Le tapis rouge et les honneurs pour Macron, l’invisibilité pour von der Leyen : l’Europe a manqué son coup en Chine

En prenant Ursula von der Leyen dans ses valises, le président Macron voulait montrer à la Chine une Europe solidaire et unie. C’est tout l’inverse qui est en train de se passer à Pékin.

Pourquoi est-ce important ?

La carotte ou le bâton. Cela fait longtemps que l'Europe ne sait trop quoi choisir pour s'affirmer devant la Chine. La visite d'État du président français et la venue de la présidente de la Commission symbolisent cette incertitude comme rarement.

Dans l’actu : l’invisibilité de von der Leyen en Chine.

  • Le tapis rouge, le défilé militaire et les banquets pour Emmanuel Macron, en visite d’État en Chine.
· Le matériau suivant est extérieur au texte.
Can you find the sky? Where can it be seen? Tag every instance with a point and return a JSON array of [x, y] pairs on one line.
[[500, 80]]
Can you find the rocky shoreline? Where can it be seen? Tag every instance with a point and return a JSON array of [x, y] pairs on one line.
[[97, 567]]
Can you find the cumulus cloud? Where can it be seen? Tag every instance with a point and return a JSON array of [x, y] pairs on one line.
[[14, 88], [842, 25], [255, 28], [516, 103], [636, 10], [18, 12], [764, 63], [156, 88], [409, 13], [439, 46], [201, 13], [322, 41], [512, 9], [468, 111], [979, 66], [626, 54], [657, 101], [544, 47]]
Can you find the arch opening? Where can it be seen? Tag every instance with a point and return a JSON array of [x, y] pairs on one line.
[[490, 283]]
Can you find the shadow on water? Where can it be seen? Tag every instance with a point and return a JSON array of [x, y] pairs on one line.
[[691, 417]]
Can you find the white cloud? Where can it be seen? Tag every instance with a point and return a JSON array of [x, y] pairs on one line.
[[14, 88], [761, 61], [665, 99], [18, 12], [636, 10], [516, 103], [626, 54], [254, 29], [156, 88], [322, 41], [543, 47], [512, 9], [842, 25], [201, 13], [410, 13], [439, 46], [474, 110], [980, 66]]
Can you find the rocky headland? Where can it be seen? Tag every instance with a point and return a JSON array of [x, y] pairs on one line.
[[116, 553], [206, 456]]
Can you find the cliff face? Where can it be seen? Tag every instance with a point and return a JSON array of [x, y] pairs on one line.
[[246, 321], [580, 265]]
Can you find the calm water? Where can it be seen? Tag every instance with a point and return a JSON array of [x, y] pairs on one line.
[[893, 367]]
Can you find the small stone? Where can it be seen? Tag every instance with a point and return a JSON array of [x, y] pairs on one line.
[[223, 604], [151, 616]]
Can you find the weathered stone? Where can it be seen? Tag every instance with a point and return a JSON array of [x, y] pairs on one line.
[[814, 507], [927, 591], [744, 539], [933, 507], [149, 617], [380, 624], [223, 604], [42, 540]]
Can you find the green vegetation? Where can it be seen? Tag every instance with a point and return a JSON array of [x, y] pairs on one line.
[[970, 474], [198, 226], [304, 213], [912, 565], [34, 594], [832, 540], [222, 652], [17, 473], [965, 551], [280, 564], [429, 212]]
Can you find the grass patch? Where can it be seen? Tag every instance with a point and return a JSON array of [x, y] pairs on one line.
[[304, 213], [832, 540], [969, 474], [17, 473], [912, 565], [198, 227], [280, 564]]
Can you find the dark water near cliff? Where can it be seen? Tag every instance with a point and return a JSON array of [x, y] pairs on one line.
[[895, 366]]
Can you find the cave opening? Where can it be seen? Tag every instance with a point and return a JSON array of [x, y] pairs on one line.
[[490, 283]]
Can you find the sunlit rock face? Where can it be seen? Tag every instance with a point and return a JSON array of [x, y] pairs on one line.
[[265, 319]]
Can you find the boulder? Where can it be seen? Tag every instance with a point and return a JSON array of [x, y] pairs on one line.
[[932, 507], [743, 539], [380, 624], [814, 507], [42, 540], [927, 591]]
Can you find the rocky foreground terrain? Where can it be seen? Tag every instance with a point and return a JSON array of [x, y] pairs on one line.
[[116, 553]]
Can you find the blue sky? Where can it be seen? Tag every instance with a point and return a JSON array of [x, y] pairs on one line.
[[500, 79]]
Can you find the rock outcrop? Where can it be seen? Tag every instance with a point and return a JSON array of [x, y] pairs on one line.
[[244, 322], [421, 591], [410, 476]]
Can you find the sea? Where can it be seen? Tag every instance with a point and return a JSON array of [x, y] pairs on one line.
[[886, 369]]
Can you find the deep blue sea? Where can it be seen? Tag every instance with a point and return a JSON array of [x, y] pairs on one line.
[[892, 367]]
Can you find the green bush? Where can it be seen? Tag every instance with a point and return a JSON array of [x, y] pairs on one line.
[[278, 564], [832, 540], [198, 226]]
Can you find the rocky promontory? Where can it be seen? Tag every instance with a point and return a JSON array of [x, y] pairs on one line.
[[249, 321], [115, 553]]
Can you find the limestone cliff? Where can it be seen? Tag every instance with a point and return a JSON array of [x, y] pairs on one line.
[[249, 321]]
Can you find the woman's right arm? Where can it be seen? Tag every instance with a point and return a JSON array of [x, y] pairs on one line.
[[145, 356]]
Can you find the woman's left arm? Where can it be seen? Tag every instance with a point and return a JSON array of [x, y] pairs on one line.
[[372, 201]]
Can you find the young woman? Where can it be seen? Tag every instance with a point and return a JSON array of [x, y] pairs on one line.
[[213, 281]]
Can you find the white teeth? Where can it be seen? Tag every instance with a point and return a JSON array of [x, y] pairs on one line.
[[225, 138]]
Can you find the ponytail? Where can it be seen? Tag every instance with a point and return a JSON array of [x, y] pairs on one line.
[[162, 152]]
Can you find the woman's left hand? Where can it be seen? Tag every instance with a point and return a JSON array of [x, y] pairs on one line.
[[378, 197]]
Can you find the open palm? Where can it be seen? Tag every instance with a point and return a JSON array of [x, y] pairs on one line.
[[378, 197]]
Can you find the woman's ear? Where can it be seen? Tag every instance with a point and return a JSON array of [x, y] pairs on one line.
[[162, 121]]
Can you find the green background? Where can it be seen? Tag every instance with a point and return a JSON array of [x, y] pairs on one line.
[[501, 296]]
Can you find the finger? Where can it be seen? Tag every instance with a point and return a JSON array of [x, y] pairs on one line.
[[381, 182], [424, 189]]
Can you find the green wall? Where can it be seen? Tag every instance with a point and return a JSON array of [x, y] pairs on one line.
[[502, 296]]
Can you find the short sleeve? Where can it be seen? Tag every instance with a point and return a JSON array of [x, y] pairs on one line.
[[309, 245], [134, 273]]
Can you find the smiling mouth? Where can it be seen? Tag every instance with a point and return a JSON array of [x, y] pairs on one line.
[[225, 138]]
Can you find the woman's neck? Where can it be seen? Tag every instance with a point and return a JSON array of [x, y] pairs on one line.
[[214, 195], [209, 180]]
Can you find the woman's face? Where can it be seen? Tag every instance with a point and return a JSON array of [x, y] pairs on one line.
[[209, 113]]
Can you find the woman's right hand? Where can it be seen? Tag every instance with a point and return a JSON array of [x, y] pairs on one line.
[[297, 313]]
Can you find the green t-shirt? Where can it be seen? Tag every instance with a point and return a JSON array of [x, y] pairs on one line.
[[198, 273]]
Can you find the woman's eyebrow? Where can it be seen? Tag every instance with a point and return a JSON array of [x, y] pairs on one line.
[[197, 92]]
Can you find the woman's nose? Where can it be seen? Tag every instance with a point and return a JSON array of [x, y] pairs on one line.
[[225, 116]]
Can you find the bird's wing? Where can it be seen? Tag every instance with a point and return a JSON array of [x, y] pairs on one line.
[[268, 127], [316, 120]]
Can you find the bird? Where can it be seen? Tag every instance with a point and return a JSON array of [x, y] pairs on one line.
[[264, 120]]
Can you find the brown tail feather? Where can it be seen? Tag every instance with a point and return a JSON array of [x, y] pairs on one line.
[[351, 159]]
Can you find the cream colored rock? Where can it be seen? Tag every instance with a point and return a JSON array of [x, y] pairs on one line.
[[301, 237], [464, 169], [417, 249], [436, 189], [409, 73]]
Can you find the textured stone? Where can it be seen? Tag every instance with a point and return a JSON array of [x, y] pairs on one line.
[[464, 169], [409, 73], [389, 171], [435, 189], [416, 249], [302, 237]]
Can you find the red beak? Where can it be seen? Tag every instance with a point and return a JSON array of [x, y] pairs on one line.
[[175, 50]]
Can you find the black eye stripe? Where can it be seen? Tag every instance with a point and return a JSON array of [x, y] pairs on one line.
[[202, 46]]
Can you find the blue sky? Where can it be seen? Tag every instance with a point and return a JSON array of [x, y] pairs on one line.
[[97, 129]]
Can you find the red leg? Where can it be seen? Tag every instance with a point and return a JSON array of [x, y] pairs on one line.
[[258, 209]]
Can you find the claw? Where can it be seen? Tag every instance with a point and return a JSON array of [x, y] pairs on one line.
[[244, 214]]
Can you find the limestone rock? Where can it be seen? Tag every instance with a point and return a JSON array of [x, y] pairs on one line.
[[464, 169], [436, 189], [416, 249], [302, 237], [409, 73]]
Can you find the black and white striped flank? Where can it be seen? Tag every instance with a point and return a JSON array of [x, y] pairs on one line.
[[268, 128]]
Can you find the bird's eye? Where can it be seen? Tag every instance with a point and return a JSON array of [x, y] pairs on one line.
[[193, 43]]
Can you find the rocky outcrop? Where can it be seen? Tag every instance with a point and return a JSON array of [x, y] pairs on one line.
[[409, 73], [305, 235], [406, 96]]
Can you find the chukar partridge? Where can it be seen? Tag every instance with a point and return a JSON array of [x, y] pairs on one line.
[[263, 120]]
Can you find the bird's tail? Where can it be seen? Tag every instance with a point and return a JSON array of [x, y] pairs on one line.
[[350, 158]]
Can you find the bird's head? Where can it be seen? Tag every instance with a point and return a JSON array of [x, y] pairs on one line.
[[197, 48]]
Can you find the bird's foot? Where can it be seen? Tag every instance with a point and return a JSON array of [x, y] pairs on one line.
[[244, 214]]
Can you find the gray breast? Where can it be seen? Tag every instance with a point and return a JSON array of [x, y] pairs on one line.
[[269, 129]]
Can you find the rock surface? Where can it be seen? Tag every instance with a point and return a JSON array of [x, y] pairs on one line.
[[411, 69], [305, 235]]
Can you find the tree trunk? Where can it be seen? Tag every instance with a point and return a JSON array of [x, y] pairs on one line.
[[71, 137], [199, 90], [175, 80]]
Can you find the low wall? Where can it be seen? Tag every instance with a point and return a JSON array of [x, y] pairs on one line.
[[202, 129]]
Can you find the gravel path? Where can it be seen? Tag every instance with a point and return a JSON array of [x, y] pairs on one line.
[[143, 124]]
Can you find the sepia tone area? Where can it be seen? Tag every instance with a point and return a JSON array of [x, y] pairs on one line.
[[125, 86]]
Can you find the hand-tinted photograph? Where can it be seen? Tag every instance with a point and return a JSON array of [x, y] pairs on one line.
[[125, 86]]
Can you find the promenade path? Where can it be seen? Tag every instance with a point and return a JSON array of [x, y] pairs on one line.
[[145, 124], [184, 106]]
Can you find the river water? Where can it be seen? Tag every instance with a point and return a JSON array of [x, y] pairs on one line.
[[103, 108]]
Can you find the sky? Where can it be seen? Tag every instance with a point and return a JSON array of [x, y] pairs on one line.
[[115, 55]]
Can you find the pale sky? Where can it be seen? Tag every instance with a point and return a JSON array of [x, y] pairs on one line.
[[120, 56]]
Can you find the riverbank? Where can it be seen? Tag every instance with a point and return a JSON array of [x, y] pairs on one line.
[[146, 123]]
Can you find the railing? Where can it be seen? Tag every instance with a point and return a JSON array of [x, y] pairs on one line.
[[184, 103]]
Le contraste ne peut être plus saisissant avec la présidente de la Commission européenne, accueillie à l’aéroport par le ministre chinois de l’Écologie, et puis laissée seule.
  • Alors que Macron rejoignait un somptueux banquet en compagnie de Xi Jinping, la présidente de la Commission donnait une sobre conférence de presse au siège de la délégation de l’UE.
  • Von der Leyen et ses équipes avaient marqué leur intention de ne pas participer à la visite d’État, mais dans les faits, cela a renvoyé l’image d’une Europe désunie.
  • Macron est la carotte, qui se veut volontariste dans son approche avec la Chine. Von der Leyen est le bâton qui a déjà prévenu que si Pékin livrait des armes à la Russie, cela nuirait à la relation UE-Chine.
    • L’Europe vogue aussi entre deux messages économiques : celui de limiter la dépendance du Vieux continent à une puissance étrangère (von der Leyen) et celui de continuer à faire du business avec la 2e économie du monde (Macron et la kyrielle de business men français qui l’accompagnent).
  • Bref, la Chine a divisé pour mieux régner : l’Allemande a été totalement absente des médias d’État chinois, tandis que les réseaux sociaux la diabolisaient, la qualifiant de marionnette américaine, fait remarquer Politico.
    • Un média chinois affilié au ministère de la Défense illustre cette représentation finalement assez maladroite de l’UE : « Le voyage de Macron en Chine s’accompagne de l’espoir que la Chine donnera un coup de pouce à la France… mais en emmenant von der Leyen avec lui, il semble que Macron manque un peu de sincérité. »
    • Et d’ajouter : « Von der Leyen, une personnalité pro-américaine bien connue, qui vend l’Europe au profit des États-Unis et qui ne ménage pas ses efforts pour pousser l’Europe à affronter la Russie. Elle n’est parvenue en Chine qu’en s’accrochant à Macron ».

Un bilan assez maigre

L’essentiel : qu’a obtenu Macron ?

  • Face au discours musclé de von der Leyen, Xi Jinping a adopté comme à son habitude un langage très diplomatique, mais finalement assez clair : « La Chine et l’UE doivent intensifier leur communication afin d’établir une compréhension mutuelle correcte et d’éviter les erreurs d’interprétation ou de jugement. »
  • Macron a opté pour une approche plus douce, expliquant que la Chine était le seul pays au monde capable « de ramener la Russie à la raison » et donc désamorcer le conflit en Ukraine.
  • Le bilan diplomatique est toutefois bien maigre :
    • Xi Jinping se contentant de dire qu’il allait appeler le président ukrainien Volodymyr Zelensky, mais à une date non précisée, « au moment adéquat et quand les conditions seront réunies ».
    • Le président chinois n’a à aucun moment laissé entendre qu’il interviendrait auprès de Moscou.
  • Lors de la conférence de presse commune, le dirigeant chinois a suivi sa ligne traditionnelle depuis le début du conflit, appelant la communauté internationale à « rester rationnel et calme », s’opposant « à une logique de blocs », comme le font les États-Unis. Il a néanmoins semblé plusieurs fois agacé par le style plus prolixe de son voisin, le président français, qui est intervenu deux fois plus de temps que son hôte.
  • En revanche, sur le plan économique, Macron a pris ce qu’il était venu chercher : un accord à 36 milliards de dollars pour l’achat par la Chine de 150 Airbus A320 Neo et de 10 A350.
  • Finalement, la rencontre n’a débouché « sur aucune surprise » sur le plan diplomatique, laissent entendre plusieurs sources. Mais un diplomate française nuance : « C’est un premier contact qui en appelle d’autres. » À commencer par ce vendredi où Macron et Xi Jinping passeront près de 7 heures ensemble.